正義とか不正義というのは彼らには関係のないことです。

▼中国共産党の権力闘争は単なる利権の奪い合い
 
現在、中国共産党内で激しい権力闘争が行われています。それをイデオロギー対立だとか、党の路線の解釈の違いだとか難しいことを言う人が多いんですが、簡単に言うと利権の奪い合いです。すごい利権ですからね。
 例えば、数億人が利用する携帯電話やインターネットの通信費は、チャイナモバイルなど2~3社に入る。これらの会社の利権を持っているのはすべて上海派です。証券会社の為替取引や国際金融などの利権も上海派に行き着く。

 一方、胡錦濤(中国国家主席)さんは共産主義青年団出身、いわゆる団派です。この人は共産主義イデオロギーの中で教育されて、人類平等という理想を抱いている。
 だから利権ばかり狙って、平等どころか貧乏人は飢えて死ねというような態度の人たち、つまり上海派とは合わないんです。水と油です。
 ただそうはいっても、団派もカネが要りますからね。それでほかの利権を狙うことになる。1つはレアアース。これは内蒙古自治区にしかないので、ここを押さえました。
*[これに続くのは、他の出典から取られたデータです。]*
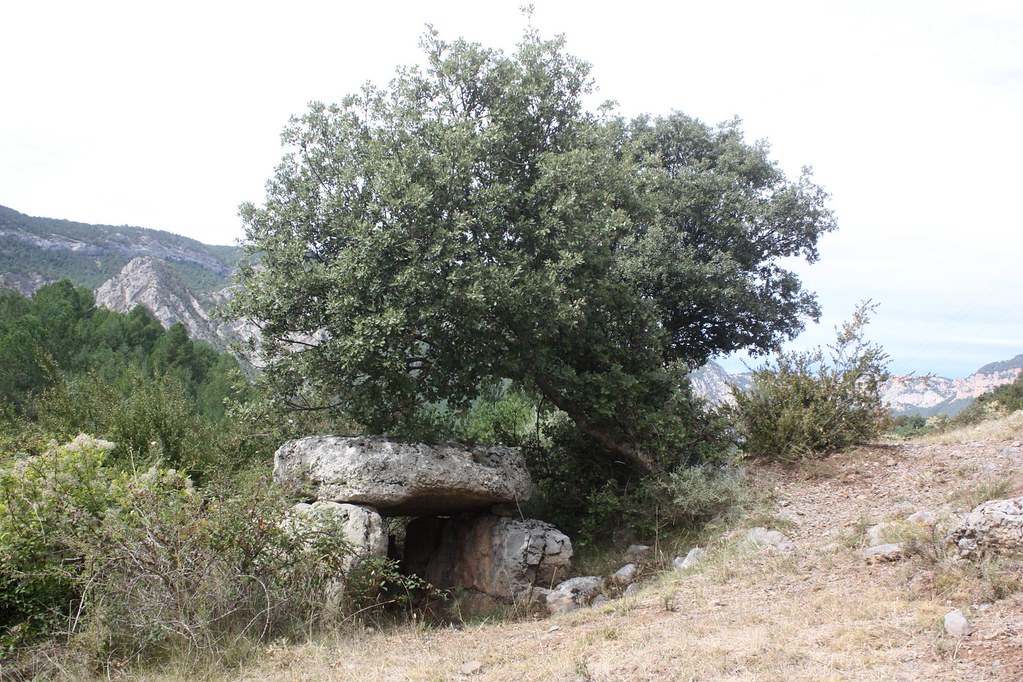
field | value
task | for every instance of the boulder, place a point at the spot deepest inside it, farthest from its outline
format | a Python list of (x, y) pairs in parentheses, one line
[(993, 527), (574, 593), (502, 557), (401, 479)]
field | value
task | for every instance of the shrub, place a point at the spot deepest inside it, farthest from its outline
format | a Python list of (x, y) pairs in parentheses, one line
[(47, 503), (134, 565), (592, 494), (815, 402)]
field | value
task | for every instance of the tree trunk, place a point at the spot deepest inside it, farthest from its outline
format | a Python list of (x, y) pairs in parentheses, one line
[(640, 460)]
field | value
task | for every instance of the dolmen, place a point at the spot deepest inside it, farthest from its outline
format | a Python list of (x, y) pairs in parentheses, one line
[(465, 533)]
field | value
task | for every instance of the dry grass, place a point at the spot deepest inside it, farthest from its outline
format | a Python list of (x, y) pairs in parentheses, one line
[(817, 612)]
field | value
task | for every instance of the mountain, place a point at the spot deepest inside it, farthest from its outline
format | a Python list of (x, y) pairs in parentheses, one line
[(38, 251), (713, 383), (177, 279), (904, 395), (936, 395)]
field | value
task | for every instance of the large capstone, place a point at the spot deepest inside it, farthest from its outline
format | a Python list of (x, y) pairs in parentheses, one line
[(501, 557), (402, 479)]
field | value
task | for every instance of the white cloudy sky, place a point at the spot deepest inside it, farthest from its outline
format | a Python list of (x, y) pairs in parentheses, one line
[(168, 116)]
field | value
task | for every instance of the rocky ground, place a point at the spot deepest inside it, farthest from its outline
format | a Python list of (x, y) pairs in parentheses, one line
[(815, 610)]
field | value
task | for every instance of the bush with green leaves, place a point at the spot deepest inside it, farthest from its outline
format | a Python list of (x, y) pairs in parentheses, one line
[(47, 503), (815, 402), (136, 565), (592, 494)]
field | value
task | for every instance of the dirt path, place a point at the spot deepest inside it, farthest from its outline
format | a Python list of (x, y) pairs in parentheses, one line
[(816, 612)]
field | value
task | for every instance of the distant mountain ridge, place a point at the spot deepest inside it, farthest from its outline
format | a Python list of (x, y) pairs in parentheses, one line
[(179, 279), (925, 396), (35, 252)]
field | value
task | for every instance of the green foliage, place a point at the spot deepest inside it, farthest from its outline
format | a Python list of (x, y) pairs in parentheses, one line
[(590, 493), (131, 565), (79, 368), (808, 403), (912, 425), (46, 503), (474, 223)]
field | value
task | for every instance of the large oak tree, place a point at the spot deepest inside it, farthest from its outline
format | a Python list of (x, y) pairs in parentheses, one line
[(474, 221)]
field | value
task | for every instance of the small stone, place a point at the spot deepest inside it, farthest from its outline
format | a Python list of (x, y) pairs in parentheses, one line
[(957, 624), (471, 668), (923, 517), (636, 552), (879, 553), (574, 593), (876, 535), (695, 556), (761, 537), (625, 575)]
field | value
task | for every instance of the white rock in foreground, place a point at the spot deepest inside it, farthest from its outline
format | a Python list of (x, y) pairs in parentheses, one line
[(993, 527), (402, 479), (957, 624)]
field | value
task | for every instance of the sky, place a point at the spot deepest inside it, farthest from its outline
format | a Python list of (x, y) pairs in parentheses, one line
[(910, 114)]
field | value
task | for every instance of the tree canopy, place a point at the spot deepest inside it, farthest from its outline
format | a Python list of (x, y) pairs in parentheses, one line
[(475, 221)]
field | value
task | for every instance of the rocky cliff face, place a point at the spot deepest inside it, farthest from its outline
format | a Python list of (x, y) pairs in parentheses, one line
[(934, 395), (149, 282), (35, 252), (714, 384)]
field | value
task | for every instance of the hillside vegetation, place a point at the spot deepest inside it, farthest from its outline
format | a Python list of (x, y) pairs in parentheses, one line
[(37, 251)]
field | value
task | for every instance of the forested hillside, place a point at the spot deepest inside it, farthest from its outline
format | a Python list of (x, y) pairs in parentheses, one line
[(72, 366)]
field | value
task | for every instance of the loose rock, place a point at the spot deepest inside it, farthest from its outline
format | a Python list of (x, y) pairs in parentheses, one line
[(574, 593), (957, 624), (923, 517), (695, 556), (888, 552), (993, 527), (770, 540)]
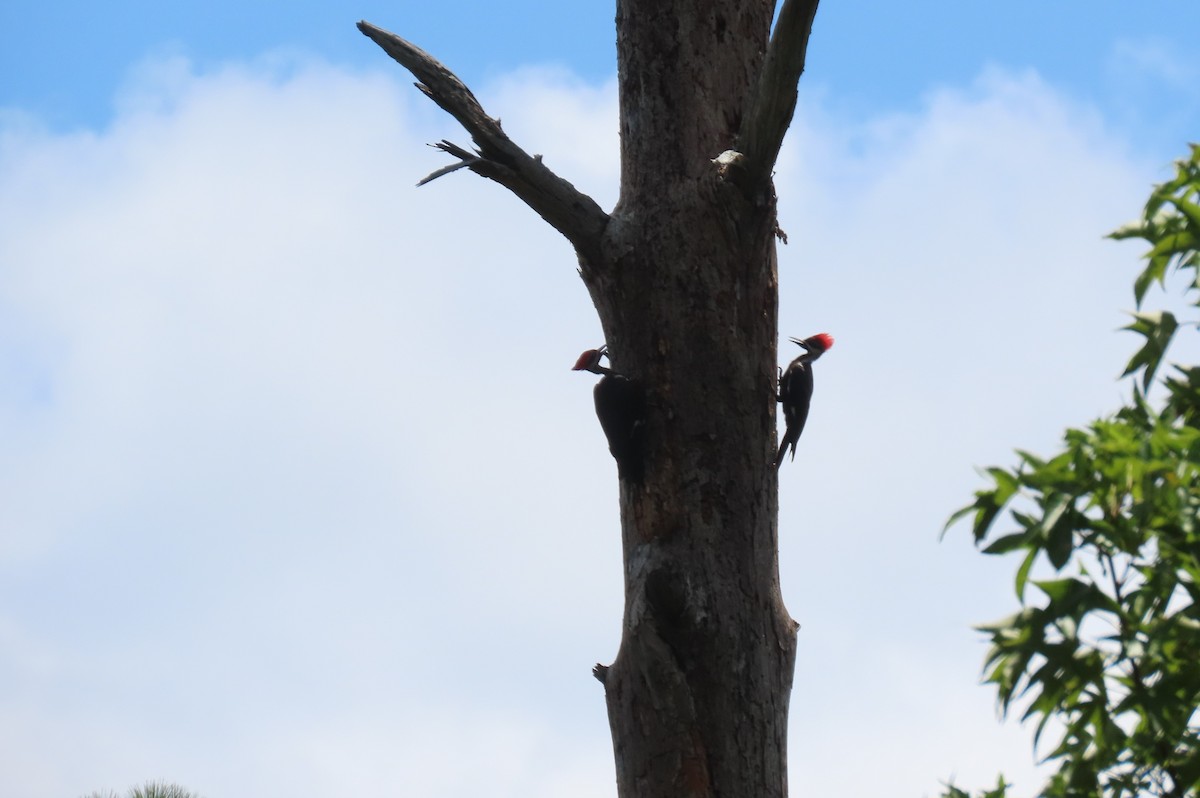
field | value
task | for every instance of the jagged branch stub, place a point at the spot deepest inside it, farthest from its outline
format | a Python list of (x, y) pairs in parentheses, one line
[(567, 209), (769, 112)]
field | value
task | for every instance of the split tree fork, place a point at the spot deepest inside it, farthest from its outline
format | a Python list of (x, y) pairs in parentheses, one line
[(683, 275)]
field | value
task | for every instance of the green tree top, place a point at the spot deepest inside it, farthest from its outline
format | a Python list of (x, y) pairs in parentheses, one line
[(1107, 653)]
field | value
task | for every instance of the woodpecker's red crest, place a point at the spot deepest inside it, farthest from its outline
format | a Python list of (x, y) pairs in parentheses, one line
[(591, 360), (822, 340)]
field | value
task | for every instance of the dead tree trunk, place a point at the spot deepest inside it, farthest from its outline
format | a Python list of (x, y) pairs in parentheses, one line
[(683, 276)]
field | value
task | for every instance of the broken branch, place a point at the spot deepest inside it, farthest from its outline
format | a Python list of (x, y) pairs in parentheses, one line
[(769, 112), (568, 210)]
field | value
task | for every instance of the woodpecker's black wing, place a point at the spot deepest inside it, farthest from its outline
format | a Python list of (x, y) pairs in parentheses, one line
[(621, 407), (795, 396)]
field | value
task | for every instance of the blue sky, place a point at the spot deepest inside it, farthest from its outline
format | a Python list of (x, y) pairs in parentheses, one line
[(258, 533), (65, 60)]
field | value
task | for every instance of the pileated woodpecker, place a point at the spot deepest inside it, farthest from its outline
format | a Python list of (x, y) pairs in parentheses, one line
[(796, 390), (621, 407)]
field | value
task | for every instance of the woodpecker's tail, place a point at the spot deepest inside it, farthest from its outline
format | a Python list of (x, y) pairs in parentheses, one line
[(783, 450)]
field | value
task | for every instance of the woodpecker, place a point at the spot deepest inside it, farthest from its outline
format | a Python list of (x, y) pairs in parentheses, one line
[(796, 390), (621, 407)]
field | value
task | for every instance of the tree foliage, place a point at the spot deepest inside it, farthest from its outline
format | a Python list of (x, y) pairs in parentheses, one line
[(1104, 652)]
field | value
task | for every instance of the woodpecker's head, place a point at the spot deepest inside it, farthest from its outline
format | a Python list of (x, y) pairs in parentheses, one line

 次に繁栄している地域を押さえていく。上海、広東、福建、遼寧、山東などのボスをどんどん押さえていく。広東省には胡錦濤の右腕のような人が派遣されている。また、北京の書記はこれまで団派が取ったことがないんですが、とうとう押さえた。

 実際にどうやってポストを押さえるかというと、簡単に言えばカネです。あるポストを取りたいと思えば、その人におカネを持っていく。

 例えば、全人代(全国人民代表大会)の委員のポストの相場は日本円で1000万円くらいです。しかし、1000万円以上の価値がある。何せハンコをもらうためにみんな賄賂を持ってくるわけですから。つまり非常に簡単な仕組みなんです。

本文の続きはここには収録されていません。